Austin, Texas-based startup Pilosa has announced the launch of the community edition of its "distributed bitmap index" aimed at dramatically improving querying speeds on datasets greater than 1TB without purchasing additional hardware.
Pilosa CEO Higinio Maycotte told ZDNet that read speeds are much slower than write speeds because advancements that have been made to database capabilities over the last five years are largely around our ability to store data.
However, Maycotte noted that databases have two components: Storage and retrieval.
What Pilosa has done is "liberated" the index -- which is used to run queries on datasets -- from the storage, creating a new type of bitmap index that runs in-memory rather than on disk.
Troy Lanier, VP of product, explained that because it's a bitmap index, Pilosa records relationships about the data rather than the data itself, and so is significantly smaller.
"Computers work in 1s and 0s, so [Pilosa] really boils it down to the base unit that computers work in," Lanier said.
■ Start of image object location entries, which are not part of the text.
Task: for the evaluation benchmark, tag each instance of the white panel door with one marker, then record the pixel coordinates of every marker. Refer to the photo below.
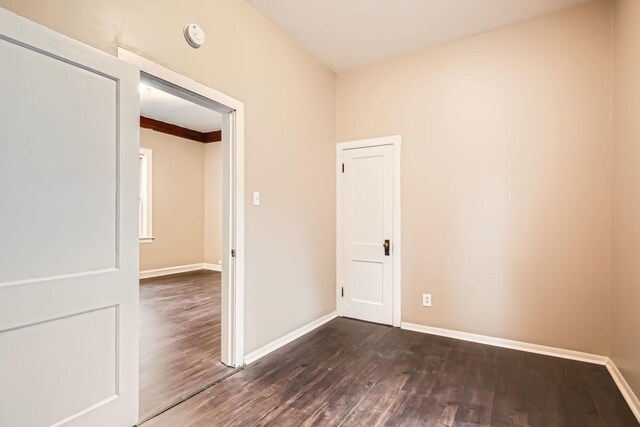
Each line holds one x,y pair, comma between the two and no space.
367,234
68,231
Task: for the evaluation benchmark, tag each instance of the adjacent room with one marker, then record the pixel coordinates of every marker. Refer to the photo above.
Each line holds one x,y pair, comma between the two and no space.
320,212
180,249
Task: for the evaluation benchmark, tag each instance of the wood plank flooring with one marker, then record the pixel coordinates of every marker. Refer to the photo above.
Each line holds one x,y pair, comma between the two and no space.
354,373
179,338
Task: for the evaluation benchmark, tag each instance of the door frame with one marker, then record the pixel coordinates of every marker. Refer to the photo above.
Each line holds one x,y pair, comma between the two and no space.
396,253
232,110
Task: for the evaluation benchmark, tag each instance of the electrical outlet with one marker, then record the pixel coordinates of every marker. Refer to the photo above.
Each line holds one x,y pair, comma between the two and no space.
426,300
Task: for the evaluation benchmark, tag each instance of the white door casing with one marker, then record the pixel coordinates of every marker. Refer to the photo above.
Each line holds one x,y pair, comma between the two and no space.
368,275
232,110
68,231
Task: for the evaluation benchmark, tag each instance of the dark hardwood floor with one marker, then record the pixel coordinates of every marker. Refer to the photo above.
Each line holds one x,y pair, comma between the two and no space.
354,373
179,338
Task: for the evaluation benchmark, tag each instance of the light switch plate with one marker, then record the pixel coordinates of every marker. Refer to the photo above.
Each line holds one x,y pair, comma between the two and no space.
426,300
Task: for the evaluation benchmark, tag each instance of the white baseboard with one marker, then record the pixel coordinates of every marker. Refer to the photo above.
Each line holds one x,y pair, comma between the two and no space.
179,269
625,389
212,267
514,345
274,345
170,270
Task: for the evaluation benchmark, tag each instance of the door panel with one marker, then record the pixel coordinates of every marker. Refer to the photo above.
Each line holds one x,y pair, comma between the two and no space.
69,227
65,181
367,218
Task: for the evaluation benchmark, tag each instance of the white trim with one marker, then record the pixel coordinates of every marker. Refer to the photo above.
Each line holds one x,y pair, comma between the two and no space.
232,337
212,267
156,272
274,345
146,230
625,389
396,142
504,343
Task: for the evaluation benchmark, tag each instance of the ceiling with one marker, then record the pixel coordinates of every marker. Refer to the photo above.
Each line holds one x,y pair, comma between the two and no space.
168,108
346,34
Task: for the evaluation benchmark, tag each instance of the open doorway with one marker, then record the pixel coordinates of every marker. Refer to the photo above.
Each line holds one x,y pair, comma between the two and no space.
180,249
191,236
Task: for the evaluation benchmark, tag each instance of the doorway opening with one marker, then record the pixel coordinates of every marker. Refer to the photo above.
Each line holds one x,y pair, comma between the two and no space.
191,237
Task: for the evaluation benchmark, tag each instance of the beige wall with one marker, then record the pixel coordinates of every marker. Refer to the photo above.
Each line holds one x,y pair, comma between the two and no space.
212,203
178,201
625,350
506,175
289,102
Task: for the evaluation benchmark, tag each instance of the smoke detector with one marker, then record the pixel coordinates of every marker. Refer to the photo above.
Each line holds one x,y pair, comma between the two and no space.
194,35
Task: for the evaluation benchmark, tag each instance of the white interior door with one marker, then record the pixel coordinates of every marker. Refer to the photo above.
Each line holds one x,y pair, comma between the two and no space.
366,233
68,231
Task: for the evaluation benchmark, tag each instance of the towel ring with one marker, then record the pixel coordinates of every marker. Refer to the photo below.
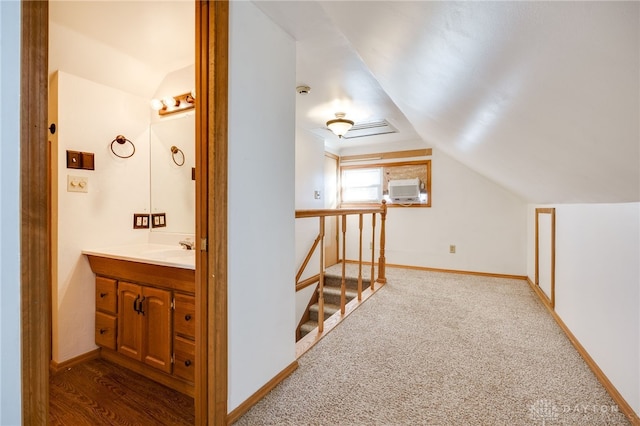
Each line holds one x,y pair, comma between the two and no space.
122,140
175,150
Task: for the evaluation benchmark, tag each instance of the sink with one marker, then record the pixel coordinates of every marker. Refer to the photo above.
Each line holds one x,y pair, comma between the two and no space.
168,253
158,254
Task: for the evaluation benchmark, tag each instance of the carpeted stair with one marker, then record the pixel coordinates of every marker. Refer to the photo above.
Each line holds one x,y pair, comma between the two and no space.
332,292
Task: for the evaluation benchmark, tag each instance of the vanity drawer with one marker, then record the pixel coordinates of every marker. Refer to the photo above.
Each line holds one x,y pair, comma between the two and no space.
106,330
184,352
184,318
106,294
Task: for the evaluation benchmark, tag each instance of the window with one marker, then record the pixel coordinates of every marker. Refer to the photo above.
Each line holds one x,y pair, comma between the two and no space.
369,184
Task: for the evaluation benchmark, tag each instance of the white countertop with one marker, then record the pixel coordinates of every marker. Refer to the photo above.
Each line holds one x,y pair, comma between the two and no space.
155,254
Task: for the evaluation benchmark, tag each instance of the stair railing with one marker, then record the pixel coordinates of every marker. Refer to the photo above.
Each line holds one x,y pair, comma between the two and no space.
322,214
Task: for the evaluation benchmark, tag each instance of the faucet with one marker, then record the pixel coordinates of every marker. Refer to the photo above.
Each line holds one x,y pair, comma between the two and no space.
188,244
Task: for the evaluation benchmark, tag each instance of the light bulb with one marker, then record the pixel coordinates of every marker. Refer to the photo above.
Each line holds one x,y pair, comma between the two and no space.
156,104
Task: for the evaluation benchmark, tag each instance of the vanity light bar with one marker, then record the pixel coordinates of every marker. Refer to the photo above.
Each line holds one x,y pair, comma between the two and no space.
174,104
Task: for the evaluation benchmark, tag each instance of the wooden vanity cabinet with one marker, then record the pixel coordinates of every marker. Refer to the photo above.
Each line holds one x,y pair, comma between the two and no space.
106,309
144,330
145,319
184,345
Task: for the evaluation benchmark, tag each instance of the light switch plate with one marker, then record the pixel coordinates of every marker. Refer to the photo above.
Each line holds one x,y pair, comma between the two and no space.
77,183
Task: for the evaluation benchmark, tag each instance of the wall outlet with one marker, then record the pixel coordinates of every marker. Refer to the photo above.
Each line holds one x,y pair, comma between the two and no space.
77,183
140,221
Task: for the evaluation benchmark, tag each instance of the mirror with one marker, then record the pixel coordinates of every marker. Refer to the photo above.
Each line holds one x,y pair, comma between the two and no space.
172,186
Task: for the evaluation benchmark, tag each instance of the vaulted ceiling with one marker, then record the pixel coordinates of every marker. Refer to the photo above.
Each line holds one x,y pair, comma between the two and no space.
541,97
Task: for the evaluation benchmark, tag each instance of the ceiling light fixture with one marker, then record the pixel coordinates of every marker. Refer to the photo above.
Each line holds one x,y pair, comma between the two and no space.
339,126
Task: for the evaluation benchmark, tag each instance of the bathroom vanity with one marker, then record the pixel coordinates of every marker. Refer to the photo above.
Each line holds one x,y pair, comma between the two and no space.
145,310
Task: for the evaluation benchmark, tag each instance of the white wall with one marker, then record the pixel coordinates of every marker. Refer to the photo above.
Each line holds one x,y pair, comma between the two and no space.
261,204
597,285
309,178
10,365
90,115
485,222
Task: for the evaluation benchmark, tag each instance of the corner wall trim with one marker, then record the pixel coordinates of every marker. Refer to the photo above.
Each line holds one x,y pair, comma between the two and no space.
625,408
260,393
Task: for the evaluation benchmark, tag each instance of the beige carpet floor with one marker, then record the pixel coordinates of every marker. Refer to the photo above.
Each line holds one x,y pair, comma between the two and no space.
442,349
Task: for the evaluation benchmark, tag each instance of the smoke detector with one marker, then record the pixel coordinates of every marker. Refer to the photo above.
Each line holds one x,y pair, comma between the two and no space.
303,90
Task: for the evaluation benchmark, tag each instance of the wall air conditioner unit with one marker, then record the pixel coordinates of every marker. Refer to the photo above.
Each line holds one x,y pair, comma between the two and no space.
404,190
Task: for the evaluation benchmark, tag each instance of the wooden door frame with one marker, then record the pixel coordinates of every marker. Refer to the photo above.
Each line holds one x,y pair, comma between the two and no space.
549,300
212,65
212,27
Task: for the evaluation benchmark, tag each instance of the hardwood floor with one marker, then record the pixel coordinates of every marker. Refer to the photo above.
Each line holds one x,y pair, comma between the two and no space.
98,392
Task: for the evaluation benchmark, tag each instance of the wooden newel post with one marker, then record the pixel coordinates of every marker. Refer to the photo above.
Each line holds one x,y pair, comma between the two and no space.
382,278
321,282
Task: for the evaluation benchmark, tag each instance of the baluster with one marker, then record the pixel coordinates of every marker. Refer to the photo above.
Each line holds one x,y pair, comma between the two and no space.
360,259
321,283
382,279
373,249
343,286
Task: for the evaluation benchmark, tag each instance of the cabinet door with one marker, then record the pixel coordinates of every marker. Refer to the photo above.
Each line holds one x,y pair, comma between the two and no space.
157,328
184,316
130,321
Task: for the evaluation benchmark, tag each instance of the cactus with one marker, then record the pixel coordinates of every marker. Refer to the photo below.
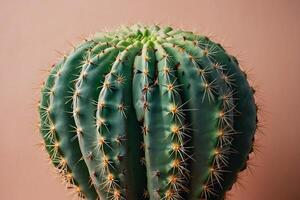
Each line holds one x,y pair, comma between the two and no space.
148,112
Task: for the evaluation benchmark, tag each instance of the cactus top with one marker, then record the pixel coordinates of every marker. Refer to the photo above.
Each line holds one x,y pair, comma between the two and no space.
148,112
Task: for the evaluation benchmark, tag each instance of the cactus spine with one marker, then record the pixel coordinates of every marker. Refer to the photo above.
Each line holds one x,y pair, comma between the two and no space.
148,113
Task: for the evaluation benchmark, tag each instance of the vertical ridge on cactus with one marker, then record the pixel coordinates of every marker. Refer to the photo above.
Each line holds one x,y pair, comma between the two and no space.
148,112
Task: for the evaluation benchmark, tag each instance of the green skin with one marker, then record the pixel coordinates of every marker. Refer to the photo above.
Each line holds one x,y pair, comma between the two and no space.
148,113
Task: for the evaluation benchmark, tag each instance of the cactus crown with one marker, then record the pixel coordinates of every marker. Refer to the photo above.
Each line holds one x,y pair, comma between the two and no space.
148,113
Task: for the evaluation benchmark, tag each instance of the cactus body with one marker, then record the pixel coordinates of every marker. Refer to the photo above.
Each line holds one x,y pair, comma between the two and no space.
148,113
Maycotte emphasised that Pilosa is not looking to "displace" anything; rather, it sits on top of data stores.
"We turn data into a bitmap index that sits on top of whatever storage system it originally went into without replacing it. By doing so, instead of querying the old system, you query Pilosa, and Pilosa responds in exponentially less time than an underlying database would," he added.
Pilosa uses a separate API endpoint for importing so users are able to write code that reads data out of Cassandra, or pull a large dataset of IP addresses off the wire and push the data into the Pilosa endpoint.
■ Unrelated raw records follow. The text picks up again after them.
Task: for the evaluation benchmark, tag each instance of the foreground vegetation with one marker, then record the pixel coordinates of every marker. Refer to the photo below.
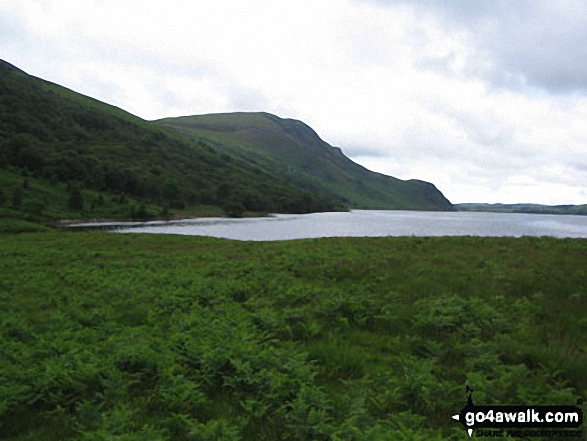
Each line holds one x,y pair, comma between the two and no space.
148,337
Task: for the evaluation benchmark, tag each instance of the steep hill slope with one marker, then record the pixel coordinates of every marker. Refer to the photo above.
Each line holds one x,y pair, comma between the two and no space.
62,139
290,148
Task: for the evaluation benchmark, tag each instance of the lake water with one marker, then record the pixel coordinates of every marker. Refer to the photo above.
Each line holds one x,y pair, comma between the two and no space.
368,223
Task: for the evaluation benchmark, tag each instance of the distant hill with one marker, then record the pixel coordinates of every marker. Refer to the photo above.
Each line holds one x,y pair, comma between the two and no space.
54,141
289,148
524,208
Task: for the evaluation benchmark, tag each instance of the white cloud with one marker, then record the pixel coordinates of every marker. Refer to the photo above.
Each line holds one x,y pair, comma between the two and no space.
470,99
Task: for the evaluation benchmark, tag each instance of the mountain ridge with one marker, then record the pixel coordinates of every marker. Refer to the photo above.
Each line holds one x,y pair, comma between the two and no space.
60,140
310,161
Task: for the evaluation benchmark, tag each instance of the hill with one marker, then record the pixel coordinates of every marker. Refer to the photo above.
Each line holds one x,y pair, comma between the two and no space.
524,208
56,145
290,148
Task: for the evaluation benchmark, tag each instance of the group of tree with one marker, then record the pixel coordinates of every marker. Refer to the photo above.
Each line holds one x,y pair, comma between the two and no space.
58,136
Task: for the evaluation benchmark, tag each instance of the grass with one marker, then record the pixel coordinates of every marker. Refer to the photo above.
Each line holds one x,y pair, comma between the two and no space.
133,337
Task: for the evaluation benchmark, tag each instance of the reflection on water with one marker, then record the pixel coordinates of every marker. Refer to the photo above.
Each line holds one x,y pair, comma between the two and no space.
368,223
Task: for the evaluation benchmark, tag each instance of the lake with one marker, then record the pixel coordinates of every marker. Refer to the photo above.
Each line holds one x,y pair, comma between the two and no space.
365,223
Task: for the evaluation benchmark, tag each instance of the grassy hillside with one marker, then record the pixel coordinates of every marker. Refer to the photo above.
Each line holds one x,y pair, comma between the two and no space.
286,147
524,208
148,337
69,143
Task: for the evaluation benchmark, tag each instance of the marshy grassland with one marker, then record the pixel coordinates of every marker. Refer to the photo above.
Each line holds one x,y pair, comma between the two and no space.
151,337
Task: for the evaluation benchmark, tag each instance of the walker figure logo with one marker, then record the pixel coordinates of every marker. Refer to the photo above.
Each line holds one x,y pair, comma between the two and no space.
542,420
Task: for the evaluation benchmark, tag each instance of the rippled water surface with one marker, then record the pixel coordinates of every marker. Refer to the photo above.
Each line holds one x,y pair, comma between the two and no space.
370,223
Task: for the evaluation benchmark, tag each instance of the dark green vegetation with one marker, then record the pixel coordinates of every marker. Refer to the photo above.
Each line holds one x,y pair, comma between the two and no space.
85,159
524,208
287,147
148,337
121,166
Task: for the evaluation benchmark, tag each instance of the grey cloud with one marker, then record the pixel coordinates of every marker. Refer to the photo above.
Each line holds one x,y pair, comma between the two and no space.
538,43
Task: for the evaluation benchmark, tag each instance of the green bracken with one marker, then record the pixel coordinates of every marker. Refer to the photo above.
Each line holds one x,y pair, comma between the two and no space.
146,337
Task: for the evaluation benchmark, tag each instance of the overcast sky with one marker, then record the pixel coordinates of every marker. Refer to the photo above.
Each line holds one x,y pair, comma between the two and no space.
485,99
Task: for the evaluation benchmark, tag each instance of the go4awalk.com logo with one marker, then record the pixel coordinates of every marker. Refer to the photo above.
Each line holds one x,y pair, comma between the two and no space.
520,421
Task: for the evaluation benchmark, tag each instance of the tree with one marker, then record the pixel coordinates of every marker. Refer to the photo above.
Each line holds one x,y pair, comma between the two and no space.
76,200
17,197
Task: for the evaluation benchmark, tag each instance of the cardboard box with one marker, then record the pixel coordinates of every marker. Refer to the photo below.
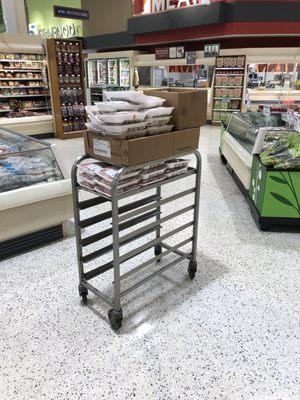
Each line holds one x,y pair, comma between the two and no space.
137,151
190,105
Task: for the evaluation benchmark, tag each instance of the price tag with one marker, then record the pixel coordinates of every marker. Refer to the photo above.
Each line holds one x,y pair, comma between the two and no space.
102,148
267,111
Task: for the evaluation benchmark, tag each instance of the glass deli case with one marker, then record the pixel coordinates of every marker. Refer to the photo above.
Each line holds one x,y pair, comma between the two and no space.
245,136
245,128
25,162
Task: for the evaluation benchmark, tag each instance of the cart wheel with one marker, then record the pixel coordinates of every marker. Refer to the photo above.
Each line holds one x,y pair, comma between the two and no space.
115,319
192,269
83,292
158,251
223,159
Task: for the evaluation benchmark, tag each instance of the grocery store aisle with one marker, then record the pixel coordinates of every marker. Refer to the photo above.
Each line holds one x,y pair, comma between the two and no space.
230,334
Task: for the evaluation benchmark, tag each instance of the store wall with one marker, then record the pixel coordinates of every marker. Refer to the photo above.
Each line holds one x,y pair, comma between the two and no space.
40,12
106,16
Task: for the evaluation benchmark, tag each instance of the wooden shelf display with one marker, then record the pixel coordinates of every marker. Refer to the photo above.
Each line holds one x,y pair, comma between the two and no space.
67,87
229,81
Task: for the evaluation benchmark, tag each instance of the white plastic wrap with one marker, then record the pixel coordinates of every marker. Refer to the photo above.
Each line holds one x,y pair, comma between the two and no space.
153,172
155,165
86,184
83,177
116,106
135,98
107,191
110,172
151,102
159,112
93,127
156,130
177,163
95,118
123,129
153,180
127,95
174,172
123,117
123,183
91,168
158,121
The company said it supports all data sources and is developing an SDK to help the open-source community write connectors to their chosen data sources.
While historically, a bitmap index would be used on low-cardinality columns -- that is, columns with few unique values -- Pilosa claims it has found a way to optimise the old and largely abandoned technology so that it can be used on high-cardinality data, at scale.
It recently analysed 1.3 billion cab rides in New York City -- each record had 100 different attributes such as time, distance, and route -- to pinpoint the fastest pick-up destinations during rush hour and results came back in less than two seconds, according to Pilosa.
"We think it's one of the fastest database access tools on Earth," Maycotte said.
According to Pilosa, its distributed bitmap index can make a terabyte of data respond to queries as if they were just 10 megabytes. The startup claims no test has exceeded 1.8 seconds, with most queries returning in less than a second.
Pilosa noted that traditional software such as ElasticSearch and Neo4j "are great, but they fail at scale", typically breaking down at about 500GB.
While many data scientists or analysts that work with big data try to address this by condensing their data or using expensive hardware, Pilosa said "you can only go so far to optimise storage".
"There is some really exotic hardware out there that's becoming popular like GPUs and FPGAs (Field-Programmable Gate Arrays). We were able to approximate the speeds of GPUs using commodity cloud hardware and I think the benchmark is somewhere around 2 billion edges per second using just typical servers from Amazon," Maycotte said.
Pilosa also has an API that allow users to incorporate streaming data while executing queries across existing data.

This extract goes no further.